Wanderwitz sagte zur Debatte um die Bewertung der Demokratie, hier gebe es noch "strukturelle Probleme". Dies zeige sich insbesondere beim Rechtsextremismus, der in den neuen Ländern "ausgeprägter" sei. Dies sei eine "Baustelle für uns als Zivilgesellschaft".
Der Ostbeauftragte sprach insgesamt von einer "überwiegend positiven Bilanz". Deutschland sei sich in vielen Bereichen ähnlicher geworden, auch wenn es noch "messbare und sichtbare" Unterschiede etwa bei den Einkommens- und Beschäftigungsmöglichkeiten gebe.
Sachsen-Anhalts Ministerpräsident Reiner Haseloff (CDU) nannte als "großes Problem insbesondere für das Steueraufkommen, dass sich die Zentralen der großen Konzerne allein im Westen befinden". Der Bund müsse daher auch künftig "auf die Angleichung der Lebensverhältnisse besonderes Augenmerk legen", erklärte er.
Der Deutsche Gewerkschaftsbund forderte politische Maßnahmen gegen das Lohngefälle zwischen Ost und West. Der Gesetzgeber könnte es etwa erleichtern, Tarifverträge für allgemein verbindlich zu erklären, sagte DGB-Chef Reiner Hoffmann der "Neuen Osnabrücker Zeitung". "Auch könnte er vorschreiben, dass nur noch solche Unternehmen bei der öffentlichen Auftragsvergabe zum Zug kommen, die auch Tariflöhne zahlen." Das sei in vielen Bundesländern der Fall, aber noch nicht in allen.

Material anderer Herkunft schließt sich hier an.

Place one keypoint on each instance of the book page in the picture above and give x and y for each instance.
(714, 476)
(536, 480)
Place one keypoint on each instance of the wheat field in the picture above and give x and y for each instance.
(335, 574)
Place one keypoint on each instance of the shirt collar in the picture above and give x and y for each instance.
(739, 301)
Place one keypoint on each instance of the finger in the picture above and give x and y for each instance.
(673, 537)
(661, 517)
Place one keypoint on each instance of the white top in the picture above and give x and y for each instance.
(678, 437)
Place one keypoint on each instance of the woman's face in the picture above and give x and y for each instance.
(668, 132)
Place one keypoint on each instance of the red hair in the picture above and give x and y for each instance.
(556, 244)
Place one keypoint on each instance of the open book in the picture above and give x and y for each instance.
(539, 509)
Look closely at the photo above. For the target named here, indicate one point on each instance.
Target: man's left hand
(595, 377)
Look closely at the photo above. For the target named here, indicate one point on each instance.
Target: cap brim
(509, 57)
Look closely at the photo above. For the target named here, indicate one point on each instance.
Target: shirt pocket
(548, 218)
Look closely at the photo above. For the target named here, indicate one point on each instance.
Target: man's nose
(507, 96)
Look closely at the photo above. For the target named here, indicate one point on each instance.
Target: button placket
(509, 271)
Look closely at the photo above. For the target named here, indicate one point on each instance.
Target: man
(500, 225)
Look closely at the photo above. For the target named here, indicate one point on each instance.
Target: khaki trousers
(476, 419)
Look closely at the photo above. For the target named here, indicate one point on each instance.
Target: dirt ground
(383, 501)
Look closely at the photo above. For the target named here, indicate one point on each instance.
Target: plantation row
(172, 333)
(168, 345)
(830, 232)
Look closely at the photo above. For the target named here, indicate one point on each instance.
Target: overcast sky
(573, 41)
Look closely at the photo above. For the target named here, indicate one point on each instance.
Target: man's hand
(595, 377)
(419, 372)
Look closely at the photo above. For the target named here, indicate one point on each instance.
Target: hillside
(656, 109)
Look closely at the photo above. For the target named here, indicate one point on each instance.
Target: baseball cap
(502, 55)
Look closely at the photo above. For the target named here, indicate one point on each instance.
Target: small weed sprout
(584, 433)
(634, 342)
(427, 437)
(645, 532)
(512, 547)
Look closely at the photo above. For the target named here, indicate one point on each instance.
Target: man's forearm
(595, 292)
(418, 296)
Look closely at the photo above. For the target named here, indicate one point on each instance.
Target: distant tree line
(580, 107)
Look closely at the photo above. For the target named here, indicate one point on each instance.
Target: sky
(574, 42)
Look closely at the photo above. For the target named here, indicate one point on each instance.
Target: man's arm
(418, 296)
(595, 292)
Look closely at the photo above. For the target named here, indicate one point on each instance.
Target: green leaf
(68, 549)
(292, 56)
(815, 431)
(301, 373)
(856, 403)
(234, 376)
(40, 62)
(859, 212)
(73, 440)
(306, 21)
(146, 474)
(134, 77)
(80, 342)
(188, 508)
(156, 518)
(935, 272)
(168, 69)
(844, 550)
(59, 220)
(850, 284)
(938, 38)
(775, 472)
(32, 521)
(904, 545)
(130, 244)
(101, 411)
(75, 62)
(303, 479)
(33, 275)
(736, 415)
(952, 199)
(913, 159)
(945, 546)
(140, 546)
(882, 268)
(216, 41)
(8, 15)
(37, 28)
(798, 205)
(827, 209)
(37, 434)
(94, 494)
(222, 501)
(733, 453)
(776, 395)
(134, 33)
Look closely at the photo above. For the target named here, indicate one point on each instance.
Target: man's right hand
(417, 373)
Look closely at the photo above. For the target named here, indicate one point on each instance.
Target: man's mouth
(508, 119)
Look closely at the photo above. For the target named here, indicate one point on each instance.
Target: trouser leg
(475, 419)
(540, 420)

Die Grünen-Bundestagsfraktionsvorsitzende Katrin Göring-Eckardt forderte, die Bundesregierung müsse "weit mehr unternehmen, damit sich die bestehenden materiellen Ungleichheiten, die das Leben vieler Menschen im Osten prägen, nicht dauerhaft verfestigen".
Der Ost-Beauftragte der Linken-Bundestagsfraktion, Matthias Höhn, erklärte mit Blick auf die längeren Arbeitszeiten und den geringeren Verdienst, die Unterschiede zwischen Ost und West seien "weder wenige noch graduell". Er warf der Bundesregierung vor, sie habe sich auch zum 30. Jahrestag "ihr eigenes Gefälligkeitsgutachten" ausgestellt.